Алексей Бабий
Мой университет
Фрагмент о влюбленности
Весь день Витьку не оставляло ощущение, что куда-то надо поехать. Что-то сделать, не знаю что. Витька морщил лоб, скрёб затылок, протирал очки. Какая-то навязчивая мысль просилась на язык, но высказать её он не мог. Так он и мотался целый день по городу, и всё валилось у него из рук: собрался пойти в кино, отстоял очередь, но ушёл, когда осталось три человека; зашёл в столовую, набрал целый поднос еды — в рот ничего не лезет. А то сядет в первый попавшийся автобус — и едет куда глаза глядят.
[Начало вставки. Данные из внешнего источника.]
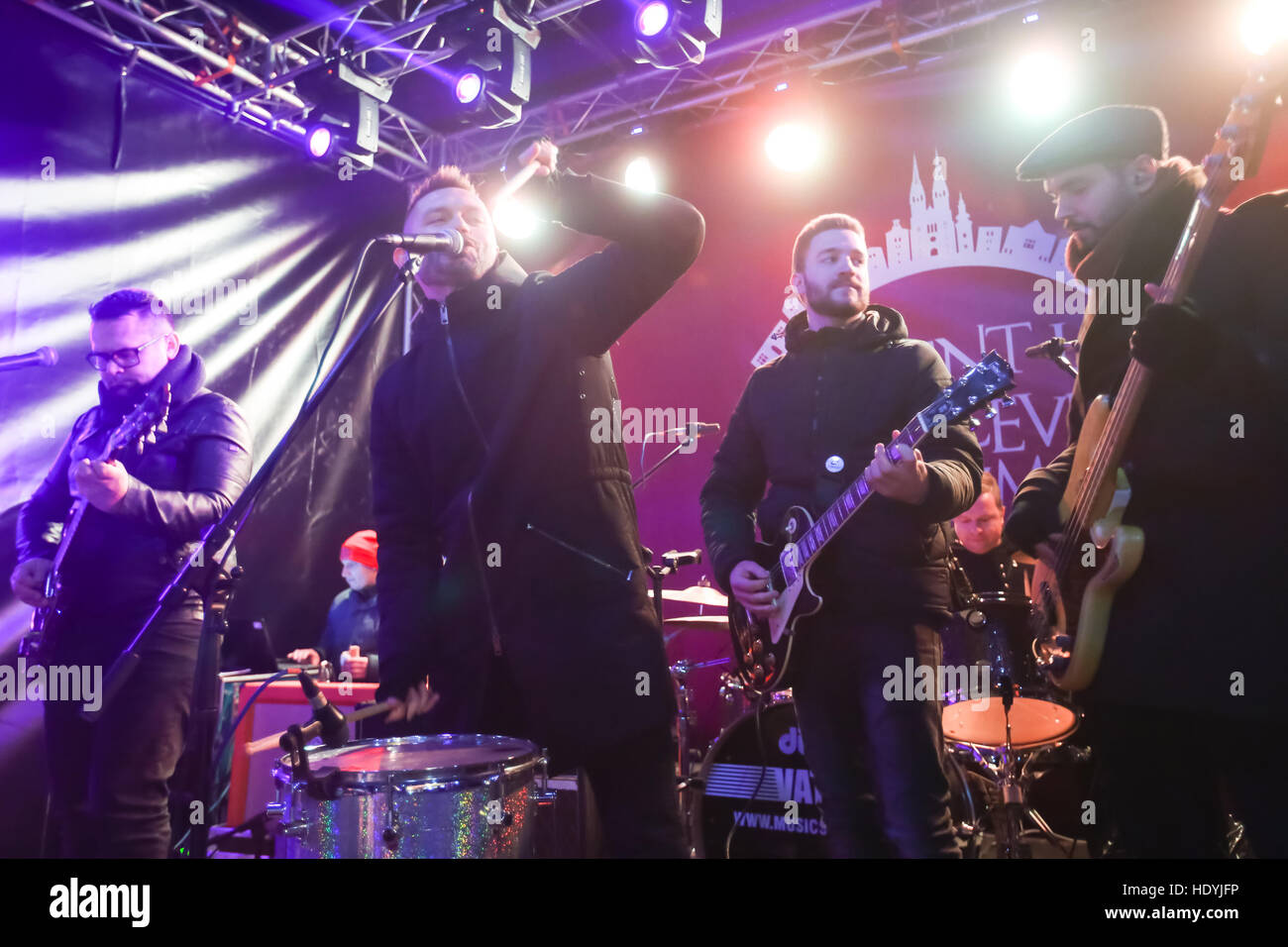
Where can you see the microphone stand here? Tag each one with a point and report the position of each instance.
(215, 586)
Вот так он и очутился вечером у Лениного дома. Очнулся, зажмурил глаза, потряс головой и сказал: «Ух ты!». Развернулся и поехал домой. А наутро так уставился на Лену, что Саня счёл нужным нацарапать на бумажке: «Ха-ха!». За что и получил по лбу. Как полагается.
Фрагмент о ночной работе
Работает Витька ночью. Работы много: зерно нужно веять, а кое-где и лопатить. Витька работает в охотку, посвистывает. Этим нас не проймёшь. Это нам знакомо.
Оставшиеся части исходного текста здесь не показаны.